DBRX: A New State-of-the-Art Open LLM for Predictive AI

3 min readApr 18, 2024

Source: https://www.databricks.com/blog/introducing-dbrx-new-state-art-open-llm

Introduction

In this article, we will introduce DBRX, a new state-of-the-art open LLM created by Databricks. We will explore the features and capabilities of DBRX, comparing it to established models such as GPT-3.5 and Gemini 1.0 Pro. We will also delve into the technical aspects of DBRX, including its fine-grained mixture-of-experts (MoE) architecture, which allows for marked improvements in training and inference performance.

DBRX: A New State-of-the-Art Open LLM

DBRX is an open, general-purpose LLM created by Databricks that sets a new state-of-the-art for established open LLMs across a range of standard benchmarks1. It provides the open community and enterprises building their own LLMs with capabilities that were previously limited to closed model APIs. According to Databricks’ measurements, DBRX surpasses GPT-3.5 and is competitive with Gemini 1.0 Pro. It is an especially capable code model, surpassing specialized models like CodeLLaMA-70B on programming, in addition to its strength as a general-purpose LLM.

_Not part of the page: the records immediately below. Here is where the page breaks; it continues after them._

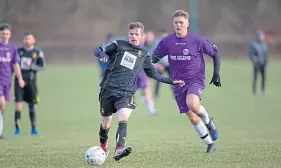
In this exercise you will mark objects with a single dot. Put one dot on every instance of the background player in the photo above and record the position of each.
(9, 62)
(119, 84)
(143, 82)
(258, 53)
(163, 65)
(31, 61)
(102, 64)
(186, 60)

DBRX’s state-of-the-art quality comes with marked improvements in training and inference performance. DBRX advances the state-of-the-art in efficiency among open models thanks to its fine-grained mixture-of-experts (MoE) architecture. Inference is up to 2x faster than LLaMA2–70B, and DBRX is about 40% of the size of Grok-1 in terms of both total and active parameter-counts1.

DBRX in Practice

DBRX has been evaluated on two composite benchmarks: the Hugging Face Open LLM Leaderboard and the Databricks Model Gauntlet. On the Hugging Face Open LLM Leaderboard, DBRX Instruct and peers were evaluated on the average of ARC-Challenge, HellaSwag, MMLU, TruthfulQA, WinoGrande, and GSM8k. On the Databricks Model Gauntlet, a suite of over 30 tasks spanning six categories: world knowledge, commonsense reasoning, language understanding, reading comprehension, symbolic problem solving, and programming1.

DBRX is only one example of the powerful and efficient models being built at Databricks for a wide range of applications, from internal features to ambitious use-cases for their customers. As with any new model, the journey with DBRX is just the beginning, and the best work will be done by those who build on it: enterprises and the open community. This is also just the beginning of their work on DBRX, and you should expect much more to come1.

DBRX’s Contributions

DBRX was measured by Databricks using the EleutherAI Harness with the same older commit that is used by the EleutherAI team for their public benchmarks. This ensures a fair comparison between DBRX and other models. The results show that DBRX outperforms GPT-3.5 and is competitive with Gemini 1.0 Pro, making it a valuable contribution to the field of LLMs1.

Conclusion

DBRX is a significant contribution to the field of LLMs, setting a new state-of-the-art for established open LLMs and providing the open community and enterprises with capabilities that were previously limited to closed model APIs. Its fine-grained mixture-of-experts (MoE) architecture allows for marked improvements in training and inference performance, making it a powerful and efficient model for a wide range of applications. As with any new model, the journey with DBRX is just the beginning, and the best work will be done by those who build on it: enterprises and the open community. This is also just the beginning of Databricks’ work on DBRX, and you should expect much more to come1.